Transsphenoidal approach for pituitary tumor removal

  Preoperative preparation
  1.Endocrine examination: including the measurement of various endocrine hormones in pituitary gland.
  2.Imaging examination: Thin layer CT and MRI scan of the pterygoid saddle should be performed as much as possible.
  CT coronal scan of the skull window is necessary to show the developmental status of the pterygoid saddle, the position of the nasal septum of the pterygoid sinus and whether there is damage to the bone of the saddle base.
  3, drug preparation: preoperative with pituitary function is significantly low, should be supplemented with hormone 3 days before surgery.
  Prednisone 5-10mg and thyroxine 20-40mg should be given orally 3 times a day, and if necessary, hormone supplementation can be given quietly. Large prolactin adenoma can be given bromelain for 2 to 4 weeks before surgery, 7.5mg daily.
  4. One week before surgery, use antibiotic solution for nose drops and mouth rinse, and cut nasal hair one day before surgery.
  Anesthesia and position.
  Surgery under general anesthesia.
  Tracheal intubation was fixed at the corner of the mouth.
  The oropharyngeal cavity is filled with gauze strips to prevent fluid aspiration into the trachea.
  The patient is placed in a flat position with the head tilted back 30o.
  Operation methods and procedures.
  All procedures were operated under the surgical microscope.
  1. Dissection of nasal septal mucosa: transnasal butterfly approach (sublabial approach can be used for smaller nostrils), routine disinfection and towel laying. The mucosa of the right nasal septum is separated, the upper edge of the nasal septal cartilage is separated, the periosteum of the nasal septum and the mucosa of the nasal septum are separated at the same time, the right nasal septal cartilage is exposed until it joins the bony nasal septum, and it is separated from the bony nasal septum, and the mucosa-periosteum layer is continued to be separated until the anterior wall of the pterygoid sinus.
  2.Excision of the anterior wall of the pterygoid sinus: retract the septal cartilage and expose the anterior wall of the pterygoid sinus in order to fully reveal the saddle base. Excision of the anterior wall of the pterygoid sinus. The anterior wall of the anterior pterygoid sinus is visible on both sides of the anterior opening of the pterygoid sinus, which is the anterior border of the pterygoid sinus, do not go beyond this border to prevent entering the anterior cranial recess. Cut and peel the mucosa of the pterygoid sinus, use bipolar to make it crumple to avoid unnecessary bleeding.

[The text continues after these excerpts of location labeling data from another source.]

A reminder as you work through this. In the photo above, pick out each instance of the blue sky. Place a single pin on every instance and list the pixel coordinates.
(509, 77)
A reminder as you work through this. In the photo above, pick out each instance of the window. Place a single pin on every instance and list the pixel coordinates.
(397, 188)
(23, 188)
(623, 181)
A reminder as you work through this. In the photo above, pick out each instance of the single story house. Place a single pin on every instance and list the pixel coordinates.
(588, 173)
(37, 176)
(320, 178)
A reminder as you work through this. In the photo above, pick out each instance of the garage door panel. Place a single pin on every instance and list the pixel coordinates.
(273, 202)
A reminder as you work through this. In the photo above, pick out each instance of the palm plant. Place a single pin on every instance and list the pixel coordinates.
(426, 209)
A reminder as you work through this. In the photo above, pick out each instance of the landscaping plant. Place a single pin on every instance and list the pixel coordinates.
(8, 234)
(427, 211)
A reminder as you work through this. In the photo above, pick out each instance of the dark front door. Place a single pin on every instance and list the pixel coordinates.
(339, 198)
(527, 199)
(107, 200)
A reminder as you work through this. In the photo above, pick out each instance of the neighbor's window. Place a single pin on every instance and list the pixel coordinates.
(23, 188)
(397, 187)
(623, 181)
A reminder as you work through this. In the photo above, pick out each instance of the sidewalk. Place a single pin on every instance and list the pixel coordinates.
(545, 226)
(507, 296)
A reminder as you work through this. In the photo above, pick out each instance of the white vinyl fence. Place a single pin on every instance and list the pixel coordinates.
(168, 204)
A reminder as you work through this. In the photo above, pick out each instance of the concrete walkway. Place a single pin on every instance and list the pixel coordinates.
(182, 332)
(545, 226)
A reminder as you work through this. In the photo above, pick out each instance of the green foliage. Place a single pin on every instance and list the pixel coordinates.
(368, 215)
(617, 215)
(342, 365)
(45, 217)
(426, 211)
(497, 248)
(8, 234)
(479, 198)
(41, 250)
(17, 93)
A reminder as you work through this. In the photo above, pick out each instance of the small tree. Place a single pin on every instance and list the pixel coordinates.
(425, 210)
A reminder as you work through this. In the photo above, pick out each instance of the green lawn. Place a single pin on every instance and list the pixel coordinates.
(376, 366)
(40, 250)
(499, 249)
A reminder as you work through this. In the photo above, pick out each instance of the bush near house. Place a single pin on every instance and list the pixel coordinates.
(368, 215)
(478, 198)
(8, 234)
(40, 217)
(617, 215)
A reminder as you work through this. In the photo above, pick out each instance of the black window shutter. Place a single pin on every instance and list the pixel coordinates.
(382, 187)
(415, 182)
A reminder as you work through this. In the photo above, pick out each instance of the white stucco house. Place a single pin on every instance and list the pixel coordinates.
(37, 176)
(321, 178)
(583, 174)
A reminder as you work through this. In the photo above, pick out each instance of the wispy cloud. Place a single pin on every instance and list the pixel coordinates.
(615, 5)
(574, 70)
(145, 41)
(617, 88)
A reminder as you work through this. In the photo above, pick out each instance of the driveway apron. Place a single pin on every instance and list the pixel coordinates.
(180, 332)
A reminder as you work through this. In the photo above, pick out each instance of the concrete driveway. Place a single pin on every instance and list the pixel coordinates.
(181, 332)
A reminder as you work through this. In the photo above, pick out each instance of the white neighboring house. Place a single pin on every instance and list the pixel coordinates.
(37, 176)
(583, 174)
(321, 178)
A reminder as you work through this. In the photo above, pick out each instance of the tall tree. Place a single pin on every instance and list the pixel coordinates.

  3.Cutting the saddle base: the scope of the saddle base bony opening should not exceed the inner edge of the internal carotid artery bulge.
  4, Incision of saddle base dura: first puncture the center of dura with a thin puncture needle to exclude intra-saddle aneurysm. Sharp knife cross cut the dura, the scope of dural incision should be less than the osseous opening window of the saddle base, so as not to damage the intercavernous sinus causing bleeding (do not use bipolar electrocoagulation to stop bleeding when there is bleeding, using gelatin sponge compression can be used).
  5.Tumor resection: Fewer microadenomas grow in the anterior pituitary gland, so it is necessary to cut open the pituitary gland in the cross to find the tumor, and then remove the tumor with specimen clamp or aspirate the tumor.
  There is no obvious boundary between microadenoma and normal pituitary gland, so the thin layer of pituitary tissue around the tumor should be removed at the same time to prevent the tumor from recurring. For macroadenomas, the tumor can be removed with scrapers and suction devices, and the arachnoid membrane should be prevented from breaking.
  If the arachnoid membrane is already broken, it should be filled with autologous fat or muscle block and sealed with artificial dura mater and biologic glue at the base of the saddle.
  After adequate hemostasis, a septal cartilage piece of appropriate size can be placed on the saddle base bone window, and then reinforced with bioadhesive to repair. The pterygoid sinus is adequately hemostatic, and the nasal cavity is filled with oil gauze strips.
  Postoperative management.
  The stuffed oil gauze strips were removed on the fourth postoperative day. Postoperatively, antibiotics should be given for 1 week, and dexamethasone 10-20 mg/day should be given for 1 week and then gradually reduced or switched to oral supplemental hormones, generally without dehydrating agents such as mannitol.
  Those who have urinary collapse should be given antidiuretic hormone treatment and pay attention to adjusting water-electrolyte balance. Those with preoperative diabetes mellitus should pay attention to blood glucose changes.